En HIC, une protéine sera d'autant plus retenue qu'elle propose, en surface, des motifs hydrophobes. On a expliqué dans le paragraphe 1 du chapitre "Précipitations fractionnées des protéines" ( Précipitation fractionnée des protéines au sulfate d'ammonium) que le sulfate d'ammonium en solution concentrée dans l'eau favorisait les interactions hydrophobes de surface. Ainsi, en HIC, on débute toujours par une phase mobile à haute concentration en sulfate d'ammonium (force ionique élevée) qui favorise la rétention des protéines de l'échantillon par interaction hydrophobe. On applique alors un gradient d'élution en diminuant la concentration en sulfate d'ammonium de la phase mobile (ce qui augmente son pouvoir d'élution). Les protéines vont d'autant plus facilement décrocher de la phase stationnaire qu'elles présentent une faible densité de de motifs hydrophobes de surface.

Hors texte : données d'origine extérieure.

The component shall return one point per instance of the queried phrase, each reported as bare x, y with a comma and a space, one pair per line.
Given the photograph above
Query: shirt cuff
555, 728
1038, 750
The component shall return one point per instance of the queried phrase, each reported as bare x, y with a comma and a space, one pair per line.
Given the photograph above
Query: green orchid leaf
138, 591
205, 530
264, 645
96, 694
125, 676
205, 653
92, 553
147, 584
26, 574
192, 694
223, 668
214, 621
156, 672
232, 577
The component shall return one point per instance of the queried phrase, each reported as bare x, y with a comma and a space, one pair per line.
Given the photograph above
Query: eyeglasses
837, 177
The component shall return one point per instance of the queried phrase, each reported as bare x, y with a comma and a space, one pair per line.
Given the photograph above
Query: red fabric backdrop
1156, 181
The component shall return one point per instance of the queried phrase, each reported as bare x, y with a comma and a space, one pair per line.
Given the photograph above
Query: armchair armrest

Explications surface hydrophotes/sulfate d'ammonium/ordre d'élution. Une protéine globulaire est soluble en milieu aqueux par les interactions hydrophiles de ses motifs de surface hydrophiles avec l'eau. Si on élève fortement la concentration en sel non chaotropique (en sulfate d'ammonium par exemple), l'eau disponible pour la solubilisation d'une protéine va diminuer. L'eau est est "détournée" vers la solvatation du sulfate et de l'ammonium. Et on va ainsi favoriser les interactions hydrophobes entre les zones hydrophobes de surface des protéines elles mêmes (agrégation) ou entre les zones hydrophobes de surface des protéines et toute autre surface hydrophobe. Avec un sel non chaotropique comme le sulfate d'ammonium, à basse température, les protéines demeureront à l'état natif. La physique de ce phénomène est très complexe et fait intervenir un effet entropique : lors de l'association de surfaces hydrophobes, il y a diminution des cages d'eau et donc effet entropique favorable (positif). C'est très complexe... On peut rester empirique.